Девочка заерзала на постели, но промолчала. Доктор вопросительно посмотрел на Миранду. Та недоуменно переглянулась с Шаулем, после чего последовала долгая и неловкая пауза.
– Ах да, вспомнила! – выжав над тазиком полотенце, приготовилась соврать булочница. – Те люди, которые привозили свистульки, называли ее… называли ее… Гердой!
На самом деле Гердой девочку никто не называл, да и вряд ли тех, кто приезжал к ней, можно было принять за людей. Одно слово – Старьевщики. Старьевщики из пустыни.
Доктор выписал целую стопку рецептов и, заранее уверенный в отказе, предложил дать направление в муниципальную клинику.
– Смотрите, – предупредил он на прощание. – Все-таки в клинике заботливый персонал, новейшие препараты…
– Нет-нет, спасибо, – поблагодарил, провожая его до порога, Иенс. – Как-нибудь сами справимся.
Старый аптекарь небрежно пролистал рецепты, перед тем как выбросить их в печку.
– Есть настоящие снадобья, Миранда, – буркнул он.
– Конечно, – согласилась булочница только для того, чтобы не обидеть соседа.
У нее имелись собственные виды на лечение Герды. Всю зиму она выпаивала девчонку отварами, шептала заговоры, а по ночам пела такие песни, что у спавшего за стеной Иенса стыла в жилах кровь.
Как-то раз, когда молодой человек заглянул к Миранде пораньше, чтобы справиться о здоровье ее пациентки (а заодно, если повезет, и перехватить свежую булочку), он застал девчонку в сознании. Та сидела на постели, опираясь спиной о подушки. На щеках Герды горели пятна лихорадочного румянца, зеленые глаза ярко блестели. Девочка слушала неспешный рассказ старухи. Иенс присел на стул в уголке. Булочница обернулась, коротко кивнула Иенсу и продолжила:
– …озеро из Вечного Льда, самого прочного льда в мире. Старые люди говорят, что озеро то зовется Коцитом и образовалось оно в воронке, которую оставил рухнувший с небес ангел Люцифер. А другие думают, что сотворил то озеро сам Хозяин Зеркал, первый из Мастеров-Троллей. По мне, так не важно, кто его и как там сотворил. Важно, что озеро это было вовсе не озером, а кривым зеркалом, отражавшим Высшие Миры. Наш Третий Круг и все Круги – это кривое отражение, поэтому, девочка моя, люди у нас жестоки и злы…

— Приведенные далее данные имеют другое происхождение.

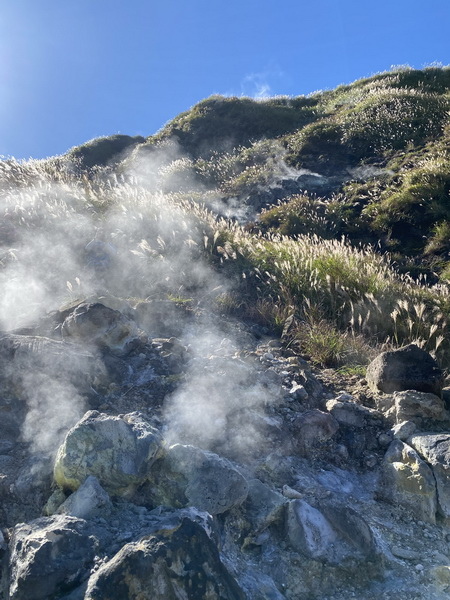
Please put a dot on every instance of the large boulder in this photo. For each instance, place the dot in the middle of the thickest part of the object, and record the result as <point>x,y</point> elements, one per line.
<point>48,557</point>
<point>407,481</point>
<point>190,476</point>
<point>435,450</point>
<point>101,327</point>
<point>331,533</point>
<point>119,451</point>
<point>408,368</point>
<point>25,358</point>
<point>88,501</point>
<point>176,563</point>
<point>418,407</point>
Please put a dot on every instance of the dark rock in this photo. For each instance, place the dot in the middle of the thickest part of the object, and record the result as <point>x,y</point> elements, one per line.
<point>418,407</point>
<point>103,327</point>
<point>119,451</point>
<point>190,476</point>
<point>407,481</point>
<point>408,368</point>
<point>48,556</point>
<point>332,534</point>
<point>172,564</point>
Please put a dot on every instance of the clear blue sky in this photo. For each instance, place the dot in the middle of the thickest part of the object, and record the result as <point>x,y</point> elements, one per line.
<point>72,70</point>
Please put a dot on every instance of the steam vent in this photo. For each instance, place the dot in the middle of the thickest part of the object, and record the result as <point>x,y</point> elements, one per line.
<point>225,354</point>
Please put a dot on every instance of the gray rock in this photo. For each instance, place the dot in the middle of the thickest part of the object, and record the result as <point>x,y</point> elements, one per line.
<point>408,368</point>
<point>351,527</point>
<point>435,449</point>
<point>169,565</point>
<point>103,327</point>
<point>407,481</point>
<point>48,556</point>
<point>403,430</point>
<point>119,451</point>
<point>89,500</point>
<point>190,476</point>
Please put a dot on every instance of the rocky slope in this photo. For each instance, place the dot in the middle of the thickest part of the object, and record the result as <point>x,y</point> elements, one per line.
<point>282,486</point>
<point>169,428</point>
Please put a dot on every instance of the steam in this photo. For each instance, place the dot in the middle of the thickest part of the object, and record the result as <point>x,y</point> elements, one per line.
<point>145,212</point>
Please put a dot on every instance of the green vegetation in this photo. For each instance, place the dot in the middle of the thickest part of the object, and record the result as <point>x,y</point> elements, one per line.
<point>363,265</point>
<point>103,150</point>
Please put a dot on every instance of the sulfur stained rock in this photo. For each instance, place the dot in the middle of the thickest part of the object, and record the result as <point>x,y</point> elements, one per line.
<point>27,359</point>
<point>172,564</point>
<point>408,368</point>
<point>418,407</point>
<point>190,476</point>
<point>103,327</point>
<point>89,500</point>
<point>407,481</point>
<point>435,450</point>
<point>312,429</point>
<point>334,534</point>
<point>119,451</point>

– Неужели ничего нельзя сделать? – расширив глаза, прошептала Герда.
– Ох, милая… Один из ангелов Высшего Мира, Ориэль, Свет Господень, задал тот же вопрос. Он решил, что нельзя сидеть сложа руки и смотреть, как мы тут внизу мучаемся. Взял он солнечный лук и огненные стрелы и метким выстрелом разбил зеркало вдребезги. Только ни к чему хорошему это не привело. Видишь ли, осколки зеркала разлетелись по всем Кругам, и многие из них попали в людские сердца. А человек, в сердце которого попал даже крошечный кусочек ледяного зеркала, становится другим.
– Каким?
– А таким, что все хорошее, что в нем было, искажается. Поэтому храбрость здесь превращается в безрассудство, щедрость – в мотовство, гордость – в спесь, а миролюбие – в трусость. Самый же большой осколок попал в сердце бедного Ориэля, и оттого, говорят… – Тут старуха понизила голос и остальное досказала шепотом: – Говорят, что стал он Демоном Ариманом, Светом Испепеляющим, владыкой ледяного пламени…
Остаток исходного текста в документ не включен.